For me there is the slow awareness that all the learning I’ve done on torture the past 3 years burdened me. As I had foisted myself into leadership I had postponed much of my emotional response for later. Feelings from my early life arose brought on by the study of torture. I’d been wondering why I was feeling restless, like a 2 year old resisting a nap. In the quiet, I could now remind myself that the time of my own violence was over as it was for the numerous torture survivors I’ve come to know. This brought deeper sleep each day and night.
The large family Christmas was loud and fun and best were the nieces and nephews who have grown so and are reaching for hopes and dreams. Uncle Marshall and Aunt John had brought the right gifts from afar. We verge on coolness. Soon we travel to the desert with Marshall’s folks. We pass Palm Springs and Joshua Tree for a smaller town more removed. Crossing over badlands where nothing grows and coming into the most remote area imaginable, we have a few days viewing a vast landscape where life has a tiny rainfall.

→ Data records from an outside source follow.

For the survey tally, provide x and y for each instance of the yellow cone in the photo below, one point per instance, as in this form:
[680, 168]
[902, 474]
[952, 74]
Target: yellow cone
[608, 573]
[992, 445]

Here there was more deep sleep and two feelings come clear for me. The first is an assumption from grade school- that things generally get worse. This idea has been washed by years of healing work. I thought it had disappeared. But learning of torture as a world-wide system had brought this up again- my own dance between hope and fear. Again I’ve the need to be open to listening to deep stirrings, to embrace whatever aspects are revealed, and to cradle all with some tenderness and the Light of a broad overview showing things do get better with work and time. Again deep sleep. A second feeling came entwined in all this- that of grief for all of humanity, grief that we wound ourselves and each other with such meanness, violence, and poverty. We are in times of great meanness and all people are part of a parade of consuming greed bringing injustice. The payment for this awareness is simply staying awake to make careful choices and not loose track of the real story. I can see why the desert features so prominently in so many religious stories of seeking.
And now we are home. Vermont has just had more snow and more is on the way. The wood box is filled and refilled and the woodstove brings us cozy heat when the greenhouse is dark and cold. I’ve some letters to write but next week I’ll start to paint the bedroom and remove myself from desk, computer, email, & phone entirely. It’s mid-January and I’ve set sail on sabbatical leaving port after a year of organizing for rest and refreshment. All made possible with good help and care from many.